The officers and Leo Getz come upon a Chinese immigrant smuggling ring after running an oceangoing vessel aground, though the boat's captain escapes. After witnessing an INS agent callously send those found back to China, Murtaugh finds the Hong family hiding to avoid deportation. Murtaugh offers them shelter in his home, and their families, along with Riggs and Cole, bond. Grandfather Hong is looking for his uncle, a skilled engraver, who had paid for their passage to the US. Riggs discovers through Lorna that the father of Rianne's unborn child is Detective Lee Butters.
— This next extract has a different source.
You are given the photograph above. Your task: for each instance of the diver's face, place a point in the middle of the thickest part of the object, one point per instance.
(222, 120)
The family is hiding this from Murtaugh, who would not approve of his daughter being with a police officer.

Continued investigation of the smuggling ring leads the officers to "Uncle" Benny Chan, a crime boss operating from a Chinatown restaurant. There, they are introduced to high-ranking Triad negotiator Wah Sing Ku. Chan forces them out of his restaurant when the officers show no probable cause. Riggs pulls the fire alarm so the sprinklers go off, forcing all the restaurant customers to flee. Outside, Riggs spots the ship captain and tries to give chase but fails to capture him. Ku later intercepts the captain and kills him as punishment for attracting police attention.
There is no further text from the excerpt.